Let the three positive consecutive integers be $n – 1$, $n$ and $n + 1$ and
let $(n – 1)n(n + 1) = h^k, k \ge 2$. Note that $\gcd(n – 1, n) = 1$ and $(n, n + 1) = 1$ implies that $n$ itself must be a perfect power and of the form $z^k$ (which is apparent once we look at the canonical representation of $h^k$).That means $n^2 – 1$ must be a perfect power itself and of the form $a^k$. If $n$ is odd, $n = 2m + 1$ for some $m \in \mathbb{N}$ i. e. $(n – 1)(n + 1) = 2m(2m + 2) = 2^2m(m + 1) = a^k$. Using the fact that $(m, m + 1) = 1$, $m$ and $m + 1$ must be perfect powers themselves and so $k\leq 2$. Coupled with fact that $k > 1$, we infer $k = 2$. So, $n^2 – 1 = a^2$ which implies $n$ is not a natural number.
We are left with the case when $n$ is even.
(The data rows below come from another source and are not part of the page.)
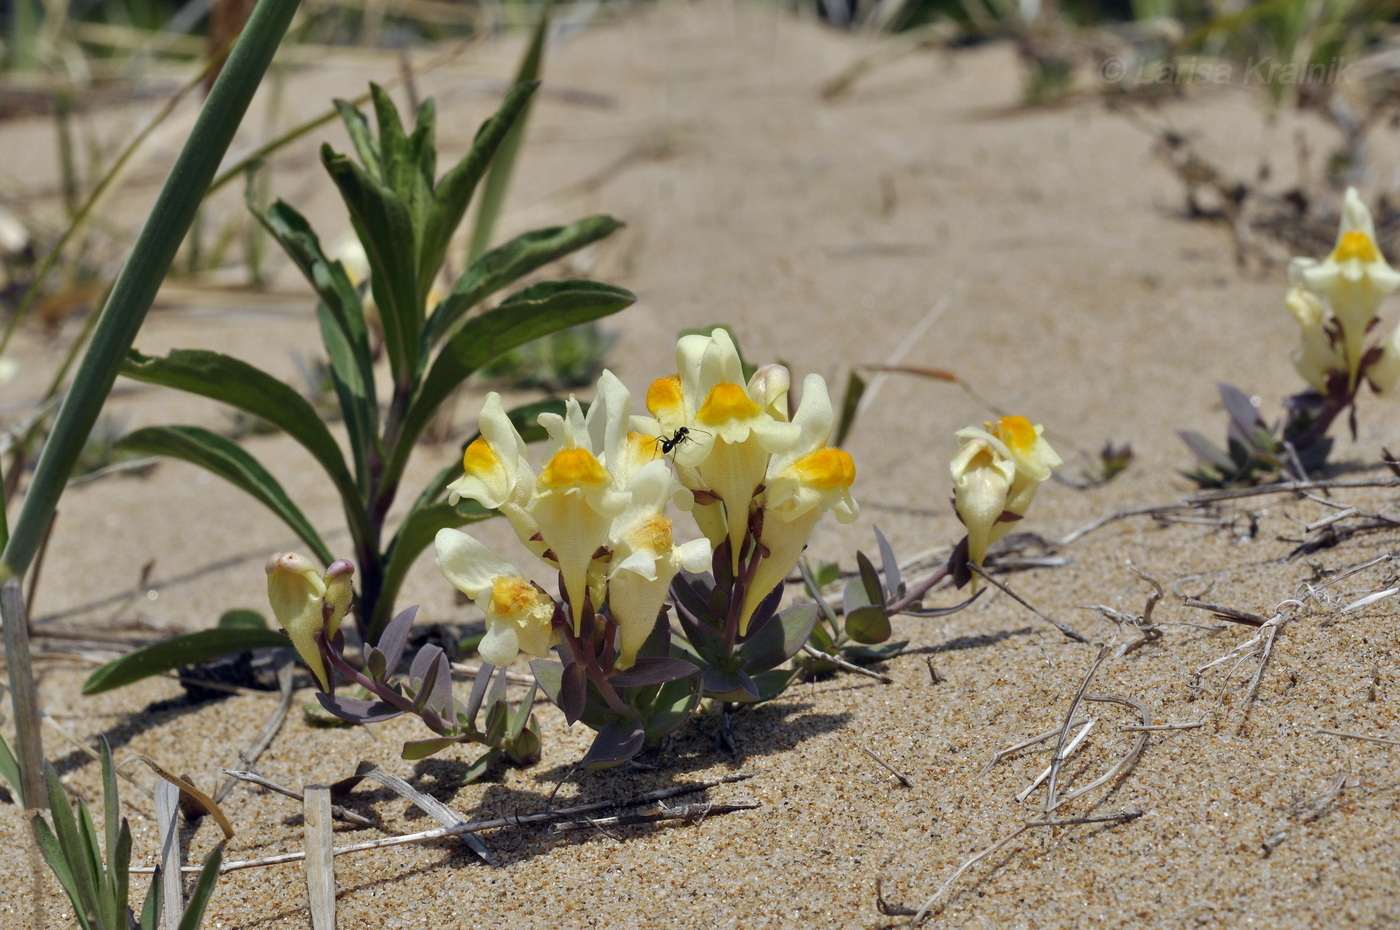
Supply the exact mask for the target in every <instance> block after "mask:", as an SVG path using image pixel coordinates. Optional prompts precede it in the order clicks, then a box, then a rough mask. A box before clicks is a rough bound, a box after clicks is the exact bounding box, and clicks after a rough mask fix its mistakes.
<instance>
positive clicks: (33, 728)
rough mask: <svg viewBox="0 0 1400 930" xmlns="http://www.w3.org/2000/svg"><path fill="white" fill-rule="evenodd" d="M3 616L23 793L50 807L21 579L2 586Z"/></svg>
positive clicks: (41, 807) (24, 799) (36, 808)
mask: <svg viewBox="0 0 1400 930" xmlns="http://www.w3.org/2000/svg"><path fill="white" fill-rule="evenodd" d="M0 616H3V619H4V654H6V662H7V664H8V667H10V700H11V703H13V706H14V730H15V741H14V754H15V761H17V762H18V763H20V794H21V796H22V797H21V801H22V803H24V805H25V807H27V808H36V810H48V807H49V803H48V797H49V796H48V791H46V790H45V786H43V740H42V735H41V733H39V703H38V700H36V699H35V698H36V693H38V692H36V689H35V686H34V668H32V667H31V665H29V661H28V660H29V616H28V613H27V612H25V609H24V591H21V590H20V581H18V578H13V580H10V581H7V583H6V584H4V585H3V587H0Z"/></svg>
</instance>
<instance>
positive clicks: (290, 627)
mask: <svg viewBox="0 0 1400 930" xmlns="http://www.w3.org/2000/svg"><path fill="white" fill-rule="evenodd" d="M266 570H267V601H269V602H270V604H272V612H273V616H276V618H277V622H279V623H281V627H283V629H284V630H286V632H287V636H288V637H290V639H291V644H293V646H294V647H295V648H297V654H298V655H301V660H302V661H304V662H307V667H308V668H311V674H312V675H315V676H316V681H318V682H319V683H321V689H322V690H330V679H329V676H328V675H326V665H325V662H323V661H322V660H321V648H319V647H318V644H316V633H322V634H323V637H325V640H326V641H330V640H332V639H335V636H336V632H339V629H340V620H343V619H344V618H346V613H349V612H350V604H351V601H353V598H354V583H353V577H354V566H353V564H351V563H350V562H347V560H344V559H339V560H336V562H332V563H330V567H329V569H326V570H325V573H321V571H319V570H318V569H316V566H315V564H312V563H311V560H308V559H307V557H304V556H300V555H297V553H294V552H280V553H277V555H274V556H273V557H270V559H267V566H266Z"/></svg>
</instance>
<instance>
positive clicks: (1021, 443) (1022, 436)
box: [951, 416, 1064, 584]
mask: <svg viewBox="0 0 1400 930" xmlns="http://www.w3.org/2000/svg"><path fill="white" fill-rule="evenodd" d="M984 427H986V429H979V427H974V426H970V427H966V429H962V430H958V433H956V436H958V441H959V443H960V444H962V447H960V448H959V450H958V455H956V457H955V458H953V461H952V466H951V471H952V476H953V503H955V507H956V510H958V518H959V520H962V522H963V525H965V527H966V528H967V559H969V560H970V562H973V563H976V564H981V560H983V559H984V557H986V555H987V548H988V546H990V545H991V543H994V542H997V541H998V539H1001V538H1002V536H1005V535H1007V532H1009V531H1011V524H1012V522H1015V521H1016V520H1019V518H1021V517H1025V514H1026V510H1028V508H1029V507H1030V500H1032V499H1033V497H1035V494H1036V489H1039V487H1040V485H1042V482H1044V480H1046V479H1047V478H1050V472H1053V471H1054V469H1057V468H1060V465H1063V464H1064V462H1063V461H1061V459H1060V457H1058V455H1056V451H1054V450H1053V448H1050V444H1049V443H1047V441H1046V440H1044V438H1043V437H1042V436H1040V434H1042V431H1043V427H1040V426H1033V424H1032V423H1030V420H1028V419H1026V417H1023V416H1004V417H1001V419H1000V420H997V422H995V423H994V424H993V423H986V424H984ZM974 584H976V580H974Z"/></svg>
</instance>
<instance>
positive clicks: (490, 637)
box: [434, 529, 560, 665]
mask: <svg viewBox="0 0 1400 930" xmlns="http://www.w3.org/2000/svg"><path fill="white" fill-rule="evenodd" d="M434 548H435V549H437V567H438V571H441V573H442V576H444V577H445V578H447V580H448V581H451V583H452V585H454V587H455V588H456V590H458V591H461V592H462V594H465V595H468V597H469V598H472V599H473V601H475V602H476V605H477V606H479V608H480V609H482V612H483V613H484V615H486V636H484V637H483V639H482V644H480V646H479V647H477V651H480V654H482V660H483V661H486V662H490V664H491V665H510V664H511V662H512V661H515V657H517V655H519V654H521V653H526V654H529V655H535V657H536V658H542V657H545V655H549V650H550V648H552V647H553V646H554V644H557V643H559V640H560V634H559V632H557V630H556V629H554V626H553V619H554V606H556V605H554V601H553V598H550V597H549V595H547V594H545V592H543V591H540V590H539V588H538V587H535V585H533V584H531V583H529V581H528V580H526V578H525V577H524V576H521V573H519V571H517V570H515V566H512V564H511V563H510V562H507V560H504V559H501V557H500V556H497V555H496V553H494V552H491V550H490V549H489V548H487V546H486V545H484V543H482V542H479V541H476V539H473V538H472V536H469V535H466V534H465V532H461V531H458V529H440V531H438V534H437V539H435V541H434Z"/></svg>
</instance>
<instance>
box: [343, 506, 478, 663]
mask: <svg viewBox="0 0 1400 930" xmlns="http://www.w3.org/2000/svg"><path fill="white" fill-rule="evenodd" d="M494 515H496V511H493V510H486V508H483V507H482V506H480V504H477V503H476V501H475V500H463V501H461V503H459V504H458V506H455V507H454V506H452V504H447V503H438V504H427V506H420V507H414V508H413V511H412V513H410V514H409V515H407V517H406V518H405V520H403V522H402V524H400V525H399V531H398V532H396V534H393V539H392V541H391V542H389V546H388V549H385V550H384V584H382V587H381V588H379V601H378V604H377V605H375V616H372V618H370V641H378V639H379V630H381V629H384V626H385V625H388V622H389V615H391V612H392V611H393V599H395V595H396V594H398V592H399V587H400V585H402V584H403V578H405V577H406V576H407V573H409V569H412V567H413V563H414V562H416V560H417V557H419V553H421V552H423V550H424V549H426V548H427V546H428V545H430V543H431V542H433V539H434V538H435V536H437V534H438V529H455V528H456V527H465V525H466V524H472V522H477V521H482V520H489V518H490V517H494ZM381 618H382V620H381Z"/></svg>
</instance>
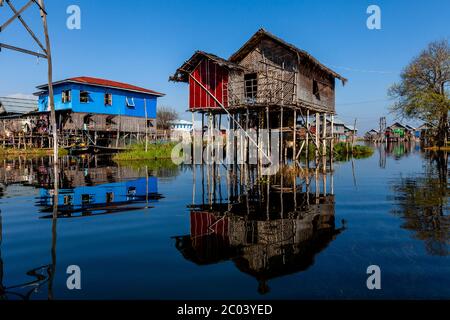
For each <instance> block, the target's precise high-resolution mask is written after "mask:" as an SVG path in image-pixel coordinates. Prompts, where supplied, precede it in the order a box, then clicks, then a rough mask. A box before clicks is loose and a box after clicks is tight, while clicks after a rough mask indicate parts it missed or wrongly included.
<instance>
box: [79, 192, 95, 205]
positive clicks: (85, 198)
mask: <svg viewBox="0 0 450 320" xmlns="http://www.w3.org/2000/svg"><path fill="white" fill-rule="evenodd" d="M91 200H92V199H91V195H89V194H82V195H81V203H82V204H89V203H91Z"/></svg>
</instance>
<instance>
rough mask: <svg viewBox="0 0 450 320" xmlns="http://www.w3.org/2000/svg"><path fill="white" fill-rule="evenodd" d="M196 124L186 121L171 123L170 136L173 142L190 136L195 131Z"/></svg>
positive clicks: (189, 121)
mask: <svg viewBox="0 0 450 320" xmlns="http://www.w3.org/2000/svg"><path fill="white" fill-rule="evenodd" d="M193 127H194V124H193V123H192V122H190V121H186V120H175V121H172V123H171V128H170V131H171V132H170V136H171V138H172V140H179V139H182V138H183V137H185V136H189V135H190V134H191V132H192V130H193Z"/></svg>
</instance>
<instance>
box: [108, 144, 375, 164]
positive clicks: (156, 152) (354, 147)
mask: <svg viewBox="0 0 450 320" xmlns="http://www.w3.org/2000/svg"><path fill="white" fill-rule="evenodd" d="M175 146H176V143H174V142H166V143H152V144H149V145H148V151H147V152H145V144H143V143H140V144H135V145H133V146H132V147H131V148H130V149H129V150H127V151H124V152H121V153H118V154H116V155H115V156H114V157H113V160H115V161H118V162H121V161H144V160H170V159H171V155H172V149H173V148H174V147H175ZM314 151H315V147H314V145H312V144H311V145H310V154H314ZM334 153H335V155H336V156H337V157H338V158H343V157H348V156H353V157H355V158H357V159H359V158H367V157H370V156H371V155H373V153H374V150H373V149H372V148H370V147H368V146H364V145H355V146H353V150H352V147H351V145H347V144H346V143H343V142H340V143H337V144H336V145H335V146H334Z"/></svg>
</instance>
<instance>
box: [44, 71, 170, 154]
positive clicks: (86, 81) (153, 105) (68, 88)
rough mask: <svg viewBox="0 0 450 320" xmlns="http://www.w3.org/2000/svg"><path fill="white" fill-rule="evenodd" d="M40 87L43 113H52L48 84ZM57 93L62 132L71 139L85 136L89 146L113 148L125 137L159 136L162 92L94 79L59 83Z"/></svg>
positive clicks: (57, 109)
mask: <svg viewBox="0 0 450 320" xmlns="http://www.w3.org/2000/svg"><path fill="white" fill-rule="evenodd" d="M37 88H38V89H39V90H40V91H39V92H37V93H36V95H37V96H38V97H39V101H38V110H39V113H41V114H43V115H44V114H49V111H50V109H49V98H48V85H42V86H39V87H37ZM53 91H54V97H55V110H56V113H57V124H58V129H59V131H60V132H61V133H62V134H63V135H64V136H65V137H66V138H67V139H69V138H70V137H74V136H75V137H78V138H79V137H82V138H85V139H86V143H88V144H95V145H102V146H111V144H113V143H115V144H117V143H119V142H123V141H122V140H124V139H123V138H129V140H131V139H135V140H136V139H137V140H139V139H140V138H142V137H143V136H144V134H150V135H153V134H156V113H157V99H158V98H159V97H163V96H164V94H162V93H160V92H156V91H153V90H149V89H145V88H141V87H137V86H134V85H131V84H127V83H122V82H117V81H111V80H106V79H99V78H92V77H77V78H70V79H66V80H62V81H58V82H55V83H53ZM41 131H45V129H44V130H41ZM127 141H128V140H127Z"/></svg>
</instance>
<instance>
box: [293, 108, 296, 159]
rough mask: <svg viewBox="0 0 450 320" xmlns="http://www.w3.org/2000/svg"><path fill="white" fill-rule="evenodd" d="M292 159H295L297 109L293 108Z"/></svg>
mask: <svg viewBox="0 0 450 320" xmlns="http://www.w3.org/2000/svg"><path fill="white" fill-rule="evenodd" d="M292 157H293V159H292V160H293V161H294V163H295V160H296V159H297V109H294V146H293V151H292Z"/></svg>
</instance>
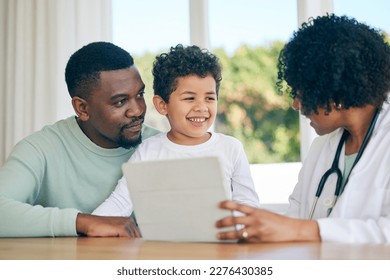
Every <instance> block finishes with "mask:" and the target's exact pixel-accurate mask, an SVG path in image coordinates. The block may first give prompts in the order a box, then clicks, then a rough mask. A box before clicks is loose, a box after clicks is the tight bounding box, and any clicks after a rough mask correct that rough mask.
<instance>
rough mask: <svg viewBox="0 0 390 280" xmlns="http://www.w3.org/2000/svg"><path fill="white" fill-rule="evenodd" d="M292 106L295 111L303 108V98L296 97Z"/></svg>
mask: <svg viewBox="0 0 390 280" xmlns="http://www.w3.org/2000/svg"><path fill="white" fill-rule="evenodd" d="M291 108H293V109H294V110H295V111H300V110H301V108H302V104H301V100H299V98H294V99H293V102H292V104H291Z"/></svg>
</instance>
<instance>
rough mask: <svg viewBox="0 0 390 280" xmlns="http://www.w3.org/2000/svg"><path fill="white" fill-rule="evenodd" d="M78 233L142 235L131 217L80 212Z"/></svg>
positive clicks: (132, 236) (105, 236) (117, 235)
mask: <svg viewBox="0 0 390 280" xmlns="http://www.w3.org/2000/svg"><path fill="white" fill-rule="evenodd" d="M76 230H77V233H78V234H84V235H87V236H96V237H98V236H99V237H108V236H116V237H119V236H121V237H122V236H126V237H142V236H141V232H140V231H139V229H138V227H137V225H136V224H135V223H134V221H133V219H131V218H130V217H103V216H95V215H89V214H82V213H79V214H78V215H77V218H76Z"/></svg>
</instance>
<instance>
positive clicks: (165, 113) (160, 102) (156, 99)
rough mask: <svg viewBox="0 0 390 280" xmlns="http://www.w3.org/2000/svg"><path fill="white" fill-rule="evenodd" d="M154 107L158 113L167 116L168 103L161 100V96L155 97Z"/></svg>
mask: <svg viewBox="0 0 390 280" xmlns="http://www.w3.org/2000/svg"><path fill="white" fill-rule="evenodd" d="M153 105H154V107H155V108H156V110H157V112H159V113H160V114H161V115H163V116H166V115H167V113H168V110H167V103H165V101H164V100H163V99H162V98H161V96H159V95H154V96H153Z"/></svg>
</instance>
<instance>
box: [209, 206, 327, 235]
mask: <svg viewBox="0 0 390 280" xmlns="http://www.w3.org/2000/svg"><path fill="white" fill-rule="evenodd" d="M220 208H222V209H226V210H231V211H239V212H241V213H243V214H244V216H239V217H233V216H229V217H225V218H223V219H221V220H219V221H217V223H216V226H217V228H224V227H231V226H234V227H235V226H237V225H243V226H244V227H243V228H241V229H239V230H235V231H226V232H220V233H219V234H218V239H220V240H234V239H240V240H245V241H248V242H282V241H321V238H320V234H319V228H318V224H317V222H316V221H313V220H303V219H294V218H289V217H286V216H283V215H279V214H276V213H273V212H270V211H267V210H263V209H258V208H254V207H250V206H246V205H242V204H238V203H235V202H233V201H224V202H222V203H221V204H220ZM239 228H240V227H239Z"/></svg>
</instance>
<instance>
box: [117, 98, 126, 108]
mask: <svg viewBox="0 0 390 280" xmlns="http://www.w3.org/2000/svg"><path fill="white" fill-rule="evenodd" d="M126 101H127V98H123V99H121V100H119V101H117V102H116V103H115V106H122V105H123V104H125V103H126Z"/></svg>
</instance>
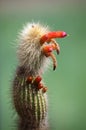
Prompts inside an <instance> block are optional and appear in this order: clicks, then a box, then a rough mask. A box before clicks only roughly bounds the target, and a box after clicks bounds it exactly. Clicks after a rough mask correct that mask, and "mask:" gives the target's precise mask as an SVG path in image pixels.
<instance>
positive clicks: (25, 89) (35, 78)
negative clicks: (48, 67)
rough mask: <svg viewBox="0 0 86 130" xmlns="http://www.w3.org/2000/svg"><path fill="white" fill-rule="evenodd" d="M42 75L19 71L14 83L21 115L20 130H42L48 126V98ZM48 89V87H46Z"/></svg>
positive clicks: (13, 89)
mask: <svg viewBox="0 0 86 130" xmlns="http://www.w3.org/2000/svg"><path fill="white" fill-rule="evenodd" d="M40 82H41V77H40V76H35V77H33V78H32V79H31V76H29V77H27V76H25V74H24V73H23V74H19V73H18V72H17V74H16V76H15V79H14V84H13V101H14V106H15V109H16V111H17V113H18V115H19V128H18V130H42V129H43V127H44V128H45V130H46V129H47V128H46V119H47V100H46V93H45V92H46V91H44V89H45V87H44V86H43V85H41V88H39V87H38V86H39V85H40V84H42V83H40ZM45 90H46V89H45Z"/></svg>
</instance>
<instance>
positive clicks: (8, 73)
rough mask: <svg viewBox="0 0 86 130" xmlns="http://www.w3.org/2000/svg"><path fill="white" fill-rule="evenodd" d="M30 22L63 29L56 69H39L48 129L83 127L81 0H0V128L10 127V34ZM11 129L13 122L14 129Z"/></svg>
mask: <svg viewBox="0 0 86 130" xmlns="http://www.w3.org/2000/svg"><path fill="white" fill-rule="evenodd" d="M31 21H36V22H37V21H39V22H40V23H43V24H48V25H49V26H50V27H51V29H52V30H64V31H66V32H67V33H68V34H69V35H70V36H69V37H66V38H64V39H58V43H59V44H60V47H61V52H60V55H59V56H57V60H58V68H57V70H56V71H54V72H53V71H52V67H51V69H50V70H49V71H48V72H46V73H45V74H44V76H43V77H44V80H45V82H46V85H47V86H48V99H49V124H50V130H86V1H85V0H81V1H79V0H42V1H41V0H20V1H19V0H2V1H1V0H0V130H12V128H13V127H14V126H15V125H16V124H15V121H14V120H15V114H14V113H13V110H12V104H11V95H10V93H11V92H10V89H11V87H12V86H11V81H12V79H13V76H14V72H15V69H16V67H17V64H18V60H17V56H16V46H17V43H16V38H17V35H18V32H19V31H20V30H21V28H22V26H23V25H24V24H25V23H27V22H31ZM15 129H16V128H15V127H14V130H15Z"/></svg>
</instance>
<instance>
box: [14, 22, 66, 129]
mask: <svg viewBox="0 0 86 130" xmlns="http://www.w3.org/2000/svg"><path fill="white" fill-rule="evenodd" d="M65 36H67V33H66V32H64V31H56V32H50V30H49V29H48V27H46V26H45V27H44V26H42V25H41V24H39V23H31V24H30V23H29V24H27V25H26V26H25V27H24V29H23V30H22V31H21V33H20V38H19V46H18V58H19V64H18V67H17V70H16V74H15V78H14V81H13V89H12V94H13V95H12V96H13V104H14V107H15V110H16V112H17V114H18V116H19V123H18V130H48V121H47V115H48V103H47V95H46V92H47V89H48V88H47V87H46V86H45V85H44V83H43V81H42V74H43V73H44V71H45V68H47V66H48V64H49V63H50V62H49V60H50V57H51V58H52V60H53V70H55V69H56V66H57V62H56V58H55V55H54V54H53V51H54V50H55V51H56V52H57V54H59V52H60V47H59V44H58V43H57V42H56V41H55V39H54V38H64V37H65Z"/></svg>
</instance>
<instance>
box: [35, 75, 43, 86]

Let $n = 2t + 1$. $(n + 1, n – 1) = 1$ as both are of (by the Euclidean algorithm). That means $n – 1$ and $n + 1$ are perfect powers. So, let $(n – 1) = b^k$ and $(n + 1) = l^k$. So, $l^k – b^k = 2$ for natural $l$ and $p$ and $k>1$. I will prove that the diophantine equation has no solutions.
Consider the function $f(k) = l^k – b^k – 2$. $f'(k) = \frac{1}{l}e^{k\log l} – \frac{1}{b}e^{k\log b}>0$ if and only if $e^{k(log\frac{l}{b})}>\frac{l}{b}$. Taking logarithm again, we get an equivalent condition $(k – 1)\log\frac{l}{b}>0$ which is true as $k>1$ and $l>b$ as log is a monotonically increasing function.
Is my proof correct? Please feel free to chip in with your own solutions!
Best Answer
As you observed, $n$ and $n^2-1$ are relatively prime, so perfect $k$-th powers for some $k\gt 1$. Let $n=a^k$ and $n^2-1=b^k$. Then $(a^2)^k=1+b^k$. There are not many consecutive integers that are $k$-th powers.